Wicket Jetty integration with Start.java from quic

2019-09-08 15:40发布

问题:

I just checked out my (working) wicket project to a new development machine and all of a sudden I get this error whenever I try to start jetty.

java.lang.NoClassDefFoundError: net/unbewaff/Start
Caused by: java.lang.ClassNotFoundException: net.unbewaff.Start
    at java.net.URLClassLoader$1.run(URLClassLoader.java:202)
    at java.security.AccessController.doPrivileged(Native Method)
    at java.net.URLClassLoader.findClass(URLClassLoader.java:190)
    at java.lang.ClassLoader.loadClass(ClassLoader.java:306)
    at sun.misc.Launcher$AppClassLoader.loadClass(Launcher.java:301)
    at java.lang.ClassLoader.loadClass(ClassLoader.java:247)
Exception in thread "main" 

The class file is there and eclipse rebuilds it, when I delete the file. The class not found is the one containing the main method I'm trying to run and supposed to start the embedded jetty. Even cd'ing to the directory, seeing the file and typing java Start.class onto the command line gives the same error with a slightly different wording.
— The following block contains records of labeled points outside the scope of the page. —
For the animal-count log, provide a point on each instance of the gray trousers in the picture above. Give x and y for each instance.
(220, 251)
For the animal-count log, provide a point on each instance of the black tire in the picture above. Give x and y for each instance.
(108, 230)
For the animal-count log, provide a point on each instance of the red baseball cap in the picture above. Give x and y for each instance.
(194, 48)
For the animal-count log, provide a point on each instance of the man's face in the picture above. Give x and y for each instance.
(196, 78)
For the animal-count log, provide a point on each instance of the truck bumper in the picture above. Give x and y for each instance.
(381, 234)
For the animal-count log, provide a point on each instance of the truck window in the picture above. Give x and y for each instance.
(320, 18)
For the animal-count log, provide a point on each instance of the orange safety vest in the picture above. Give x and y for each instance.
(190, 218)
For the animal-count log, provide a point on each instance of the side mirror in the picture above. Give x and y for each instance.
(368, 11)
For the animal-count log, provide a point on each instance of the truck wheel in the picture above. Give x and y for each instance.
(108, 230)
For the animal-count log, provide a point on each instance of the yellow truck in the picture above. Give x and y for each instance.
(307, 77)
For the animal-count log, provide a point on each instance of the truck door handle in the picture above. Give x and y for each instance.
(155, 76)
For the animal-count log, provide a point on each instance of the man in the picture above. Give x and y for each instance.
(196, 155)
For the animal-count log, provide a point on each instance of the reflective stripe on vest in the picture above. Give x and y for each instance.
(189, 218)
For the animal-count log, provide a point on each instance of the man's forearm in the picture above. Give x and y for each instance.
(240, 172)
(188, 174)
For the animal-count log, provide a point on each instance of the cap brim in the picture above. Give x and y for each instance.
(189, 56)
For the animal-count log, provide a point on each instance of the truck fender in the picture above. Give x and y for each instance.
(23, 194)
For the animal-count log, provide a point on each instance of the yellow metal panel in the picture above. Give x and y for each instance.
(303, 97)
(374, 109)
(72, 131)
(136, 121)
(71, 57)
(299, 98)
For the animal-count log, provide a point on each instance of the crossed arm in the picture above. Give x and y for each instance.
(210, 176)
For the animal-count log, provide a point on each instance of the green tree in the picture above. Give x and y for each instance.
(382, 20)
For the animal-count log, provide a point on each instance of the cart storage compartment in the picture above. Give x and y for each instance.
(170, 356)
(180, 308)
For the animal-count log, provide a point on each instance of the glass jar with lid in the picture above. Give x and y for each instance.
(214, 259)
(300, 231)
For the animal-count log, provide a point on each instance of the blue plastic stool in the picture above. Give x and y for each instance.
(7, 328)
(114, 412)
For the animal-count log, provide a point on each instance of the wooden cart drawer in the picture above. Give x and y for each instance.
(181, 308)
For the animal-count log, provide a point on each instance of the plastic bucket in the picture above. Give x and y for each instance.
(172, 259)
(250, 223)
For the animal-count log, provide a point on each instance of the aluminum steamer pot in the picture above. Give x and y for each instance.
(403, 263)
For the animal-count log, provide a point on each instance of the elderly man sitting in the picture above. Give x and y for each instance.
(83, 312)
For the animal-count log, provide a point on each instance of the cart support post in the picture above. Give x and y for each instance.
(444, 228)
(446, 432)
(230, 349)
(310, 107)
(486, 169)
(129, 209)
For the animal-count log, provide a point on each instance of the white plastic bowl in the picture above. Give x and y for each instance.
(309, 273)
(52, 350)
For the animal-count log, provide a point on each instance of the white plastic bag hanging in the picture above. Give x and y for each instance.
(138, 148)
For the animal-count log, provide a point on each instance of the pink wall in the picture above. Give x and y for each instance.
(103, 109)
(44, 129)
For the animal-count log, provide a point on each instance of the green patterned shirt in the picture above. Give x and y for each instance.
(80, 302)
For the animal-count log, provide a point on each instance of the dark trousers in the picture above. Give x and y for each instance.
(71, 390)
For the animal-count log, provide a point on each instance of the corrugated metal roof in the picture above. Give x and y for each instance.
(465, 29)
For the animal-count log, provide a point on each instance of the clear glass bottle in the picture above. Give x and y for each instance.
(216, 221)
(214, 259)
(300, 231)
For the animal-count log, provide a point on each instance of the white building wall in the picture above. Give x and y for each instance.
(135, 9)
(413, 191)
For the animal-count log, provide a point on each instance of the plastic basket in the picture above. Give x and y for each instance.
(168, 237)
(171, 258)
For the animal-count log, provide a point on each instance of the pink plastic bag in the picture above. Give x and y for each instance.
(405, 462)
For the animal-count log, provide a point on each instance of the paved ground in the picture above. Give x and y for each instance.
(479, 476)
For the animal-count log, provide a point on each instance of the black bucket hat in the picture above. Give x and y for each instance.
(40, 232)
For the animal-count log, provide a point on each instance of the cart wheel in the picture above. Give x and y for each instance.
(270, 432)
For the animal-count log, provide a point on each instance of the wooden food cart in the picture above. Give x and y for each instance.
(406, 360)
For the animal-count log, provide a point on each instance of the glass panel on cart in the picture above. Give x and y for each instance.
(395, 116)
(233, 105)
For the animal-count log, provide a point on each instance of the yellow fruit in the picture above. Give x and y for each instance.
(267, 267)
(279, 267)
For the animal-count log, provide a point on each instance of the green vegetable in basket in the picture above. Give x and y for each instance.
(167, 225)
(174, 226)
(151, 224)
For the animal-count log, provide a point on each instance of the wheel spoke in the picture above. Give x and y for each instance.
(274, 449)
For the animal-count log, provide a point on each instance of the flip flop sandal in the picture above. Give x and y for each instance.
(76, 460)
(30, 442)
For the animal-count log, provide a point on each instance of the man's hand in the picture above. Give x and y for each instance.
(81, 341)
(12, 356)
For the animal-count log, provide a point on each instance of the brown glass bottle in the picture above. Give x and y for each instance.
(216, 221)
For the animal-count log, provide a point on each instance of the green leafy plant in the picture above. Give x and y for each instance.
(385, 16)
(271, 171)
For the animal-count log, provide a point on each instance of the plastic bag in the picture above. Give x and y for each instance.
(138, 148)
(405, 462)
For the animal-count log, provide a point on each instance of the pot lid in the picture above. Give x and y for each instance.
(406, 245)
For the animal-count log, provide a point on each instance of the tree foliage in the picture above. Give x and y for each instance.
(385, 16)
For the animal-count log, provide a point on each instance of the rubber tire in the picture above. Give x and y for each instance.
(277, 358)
Wicket and embedded jetty - classNotFoundException seems to be related but isn't as the error described there happens later and after loading the Start-class.

What I did:

  1. checked out the project from repository
  2. ran mvn clean install
  3. ran mvn eclipse:eclipse
  4. created the project in eclipse
  5. tried to start the app
  6. hit the wall

I honestly don't think that this is a wicket or jetty problem, but since they're both involved somehow, I hope there is someone who had and solved this problem...

Things I checked:

  • The file is really really there, it's current and readable
  • I tried to have a look at the bytecode calling javap Start.class without luck (ERROR:Could not find Start.class)
  • opened the class file using a text editor (looks 'propperly binary')
  • running mvn jetty:run (Starts and runs jetty along with the webapp)

What helped:

As Martijn suggested, I grabbed a fresh quickstart and compared the Start-classes. The one from the quickstart worked just fine and the only differences my diff-tool and I could find were changed ports on the connector but the class from the quickstart accepted these without any issues. Then I copied the class from the quickstart to my project and it worked fine under the name of Dummy.java. After deleting the offending class, cleaning the workspace and renaming it to Start.java it stopped working. Renaming it back to Dummy put it back to working conditions.

So I got a working workaround, while still not knowing, what was wrong.

回答1:

There is something you reference in your Start class that is not being found: it is a ClassDefNotFoundException, which is one of the hardest errors to solve. It prevents the class loader from loading your Start class.

The best way to go forward would IMO be to generate a new quick start, run it, and move stuff from your own start class to the quick start one until it breaks.